Everyone will agree that clean sheet designs should be better, even though many times the 'legacy' aircraft proved better than the upstart.
For this thread, I want a 450 mph aircraft powered by turbo prop. Brute force is okay.



> Try comparing a BAC Hawk 200 ( from the 1980s ) to a P-47D-30.



I don't think that jet aircraft are the topic here, nor the ww2 aircraft (unless modernized, for example swapping the piston engine with turbo prop engine).


----------



## Shortround6 (Mar 13, 2019)

Well, if somebody wants to stick a 2500-3000hp turbo prop inside the cowl of a P-47 and surround it with 1500lbs of lead to keep the cg correct and the original cowl lines (looks) for airshow work go ahead.


----------



## GrauGeist (Mar 13, 2019)

Like I mentioned in my post with the Me262, just because you can make the 75+ year old aircraft go faster with modern engines, doesn't mean you should - some simply weren't designed to go beyond a certain speed.


----------



## tomo pauk (Mar 13, 2019)

2920 shp PW 127F weights 1060 lbs, dry. We're getting rid of turbo and intercooler that are located well aft the CoG - 300-400 lbs with plumbing?
The 'correct looks' are not high on military's list of priorities. The resulting A/C should not be any longer or uglier than the XP-72.


----------



## pbehn (Mar 13, 2019)

Shortround6 said:


> A modern turbo prop of around 1200-1300hp weighs less than a quarter as much as a 1200-1300hp WW II V-12, has no radiator or coolant, a smaller oil cooler.
> Since you are saving at least a 1/2 ton of engine weight you can use a smaller wing, lighter landing gear and so on which saves even more weight.

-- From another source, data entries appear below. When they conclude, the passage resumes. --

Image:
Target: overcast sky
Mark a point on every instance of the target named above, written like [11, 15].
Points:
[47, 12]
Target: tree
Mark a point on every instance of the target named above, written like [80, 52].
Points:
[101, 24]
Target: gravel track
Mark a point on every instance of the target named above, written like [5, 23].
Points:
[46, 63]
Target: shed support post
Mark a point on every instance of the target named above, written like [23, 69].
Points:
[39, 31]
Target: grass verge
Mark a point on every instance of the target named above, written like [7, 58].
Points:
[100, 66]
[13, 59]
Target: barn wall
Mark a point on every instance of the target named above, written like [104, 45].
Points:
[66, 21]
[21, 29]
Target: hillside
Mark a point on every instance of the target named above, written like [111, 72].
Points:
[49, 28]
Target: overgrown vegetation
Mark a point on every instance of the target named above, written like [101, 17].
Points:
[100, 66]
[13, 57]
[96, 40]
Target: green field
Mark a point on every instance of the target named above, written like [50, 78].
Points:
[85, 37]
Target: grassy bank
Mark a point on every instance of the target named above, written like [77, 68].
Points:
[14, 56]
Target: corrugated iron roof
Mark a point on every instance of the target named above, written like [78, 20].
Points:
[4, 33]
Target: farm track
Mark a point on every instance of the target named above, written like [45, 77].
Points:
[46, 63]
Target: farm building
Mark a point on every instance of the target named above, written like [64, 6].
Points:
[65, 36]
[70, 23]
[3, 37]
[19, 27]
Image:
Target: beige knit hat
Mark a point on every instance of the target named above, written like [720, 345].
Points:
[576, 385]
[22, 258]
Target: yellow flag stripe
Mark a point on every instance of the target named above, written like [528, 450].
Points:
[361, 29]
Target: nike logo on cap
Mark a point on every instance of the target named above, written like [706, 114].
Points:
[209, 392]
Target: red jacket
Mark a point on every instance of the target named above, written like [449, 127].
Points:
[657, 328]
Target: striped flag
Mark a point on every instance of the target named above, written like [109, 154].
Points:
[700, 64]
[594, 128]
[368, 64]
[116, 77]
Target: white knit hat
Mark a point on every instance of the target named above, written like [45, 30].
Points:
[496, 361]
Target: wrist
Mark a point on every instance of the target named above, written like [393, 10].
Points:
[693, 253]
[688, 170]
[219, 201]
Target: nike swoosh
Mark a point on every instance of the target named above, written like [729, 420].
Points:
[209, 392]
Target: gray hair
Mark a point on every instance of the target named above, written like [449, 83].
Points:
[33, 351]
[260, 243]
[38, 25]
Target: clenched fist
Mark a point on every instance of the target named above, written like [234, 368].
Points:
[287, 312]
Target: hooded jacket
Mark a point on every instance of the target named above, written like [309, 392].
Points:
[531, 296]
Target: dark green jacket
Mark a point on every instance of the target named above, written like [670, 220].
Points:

Not my speciality but if you change service and overhauls to Wartime Merlin/Allison type intervals I think they would be much smaller and lighter.


----------



## GrauGeist (Mar 13, 2019)

tomo pauk said:


> The 'correct looks' are not high on military's list of priorities. The resulting A/C should *not be any longer or uglier *than the XP-72.


Well...there _was_ the P-75 and the Do335...


----------



## Shortround6 (Mar 13, 2019)

Just go for it 




Of course you no longer need the whole belly scoop/bottom of the fuselage either  

Yeah, the turbo in the back can go but then you don't need the pair of oil coolers under engine (one might do for the turbine) and you sure don't need the 28 gallon oil tank (or at least not one anywhere near as big) or 30 gallon water/alcohol injection tank. I doubt you need a 56lb starter motor for the turbine.


----------



## XBe02Drvr (Mar 17, 2019)

Shortround6 said:


> I doubt you need a 56lb starter motor for the turbine.


Actually, you do, but you don't need a generator, as your 56 pounder does both.


----------



## Shortround6 (Mar 17, 2019)

Thank you .


----------